L’investissement formation, au même titre que les autres investissements, s’il est porté par la direction permet une meilleure valorisation du Capital Humain de l’entreprise et renforce indéniablement la marque employeur. La responsabilité du R.O.I. incombe à tous les acteurs. La finalité de chaque parcours de formation est d’augmenter le capital confiance, de pousser les collaborateurs dans le dépassement de soi, de développer l’expérimentation dans un cadre apprenant, de développer la curiosité et l’esprit de réseau générateur de plus-values pour l’entreprise.
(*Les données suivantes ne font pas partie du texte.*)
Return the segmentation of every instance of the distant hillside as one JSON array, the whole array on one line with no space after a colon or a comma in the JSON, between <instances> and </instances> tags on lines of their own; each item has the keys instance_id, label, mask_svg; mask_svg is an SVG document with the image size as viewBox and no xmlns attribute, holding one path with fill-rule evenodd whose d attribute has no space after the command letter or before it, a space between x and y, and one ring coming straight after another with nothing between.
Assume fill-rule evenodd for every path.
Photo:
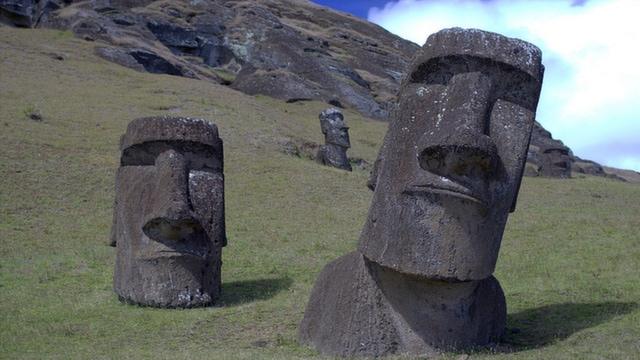
<instances>
[{"instance_id":1,"label":"distant hillside","mask_svg":"<svg viewBox=\"0 0 640 360\"><path fill-rule=\"evenodd\" d=\"M418 45L350 14L305 0L0 0L0 22L72 30L96 55L138 71L227 85L289 103L317 100L386 121ZM540 124L527 176L540 151L566 148ZM640 182L566 148L573 173Z\"/></svg>"}]
</instances>

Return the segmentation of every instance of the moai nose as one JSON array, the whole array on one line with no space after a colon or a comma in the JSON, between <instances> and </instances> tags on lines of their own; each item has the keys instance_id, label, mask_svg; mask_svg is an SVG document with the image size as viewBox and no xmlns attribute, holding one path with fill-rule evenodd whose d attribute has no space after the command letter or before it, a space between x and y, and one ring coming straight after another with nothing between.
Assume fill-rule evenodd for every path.
<instances>
[{"instance_id":1,"label":"moai nose","mask_svg":"<svg viewBox=\"0 0 640 360\"><path fill-rule=\"evenodd\" d=\"M156 159L155 202L144 233L159 241L180 240L201 229L189 205L188 168L184 156L174 150Z\"/></svg>"},{"instance_id":2,"label":"moai nose","mask_svg":"<svg viewBox=\"0 0 640 360\"><path fill-rule=\"evenodd\" d=\"M485 179L498 163L497 148L488 136L493 81L481 72L458 74L446 93L436 131L427 133L418 155L420 167L454 180Z\"/></svg>"}]
</instances>

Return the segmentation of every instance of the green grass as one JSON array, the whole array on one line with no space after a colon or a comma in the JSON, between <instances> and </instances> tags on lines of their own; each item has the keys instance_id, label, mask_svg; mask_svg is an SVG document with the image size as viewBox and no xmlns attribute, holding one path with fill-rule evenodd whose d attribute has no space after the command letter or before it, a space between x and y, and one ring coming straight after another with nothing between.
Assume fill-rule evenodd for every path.
<instances>
[{"instance_id":1,"label":"green grass","mask_svg":"<svg viewBox=\"0 0 640 360\"><path fill-rule=\"evenodd\" d=\"M295 343L297 327L371 200L368 171L282 150L323 142L326 105L138 73L67 32L0 27L0 38L0 358L320 358ZM140 308L111 290L118 140L149 115L210 120L224 140L229 245L215 307ZM351 111L345 122L349 155L372 163L386 124ZM635 358L640 186L526 178L495 275L508 332L472 358Z\"/></svg>"}]
</instances>

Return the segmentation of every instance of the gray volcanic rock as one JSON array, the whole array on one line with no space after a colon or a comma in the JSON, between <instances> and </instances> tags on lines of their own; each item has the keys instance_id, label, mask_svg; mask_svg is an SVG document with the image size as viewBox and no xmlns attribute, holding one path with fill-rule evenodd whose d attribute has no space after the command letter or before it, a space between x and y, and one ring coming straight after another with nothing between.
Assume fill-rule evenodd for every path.
<instances>
[{"instance_id":1,"label":"gray volcanic rock","mask_svg":"<svg viewBox=\"0 0 640 360\"><path fill-rule=\"evenodd\" d=\"M506 303L492 273L542 74L524 41L429 36L398 92L357 251L322 270L300 343L328 356L429 356L500 338Z\"/></svg>"}]
</instances>

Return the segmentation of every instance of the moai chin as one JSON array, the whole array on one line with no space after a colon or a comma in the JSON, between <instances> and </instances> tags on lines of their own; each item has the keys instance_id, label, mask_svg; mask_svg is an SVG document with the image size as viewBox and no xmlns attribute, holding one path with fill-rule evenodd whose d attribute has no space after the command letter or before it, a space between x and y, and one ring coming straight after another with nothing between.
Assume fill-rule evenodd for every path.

Pour les collaborateurs, ces périodes en formation sont vécues comme une véritable expérience et reconnaissance professionnelle ; d’autant plus si elles débouchent sur une certification ou un diplôme.

Il reste en France l’environnement législatif est instable. La loi El Khomri a modifié les règles du jeu de la formation professionnelle, des accords sont en train d’être signés comme la nouvelle convention Unédic qui prévoit que le FPSPP aliment les comptes personnels de formation (CPF) des demandeurs d’emploi de 50 à 55 ans. Il est possible que dans les jours et mois à venir, des ajustements, voire une nouvelle réforme, viennent modifier en profondeur les rôles des différents acteurs. Les services RH des entreprises, les individus, les organismes de formations, les partenaires sociaux ou encore les financeurs devront rester agiles pour relever avec succès et ensemble les défis de l’employabilité durable.

 

Article d’Hedwige Moyne, Directrice Executive Education Idrac Business School paru dans le hors-série « Formation » de la revue « PERSONNEL » de l’ANDRH du mois de mai 2017.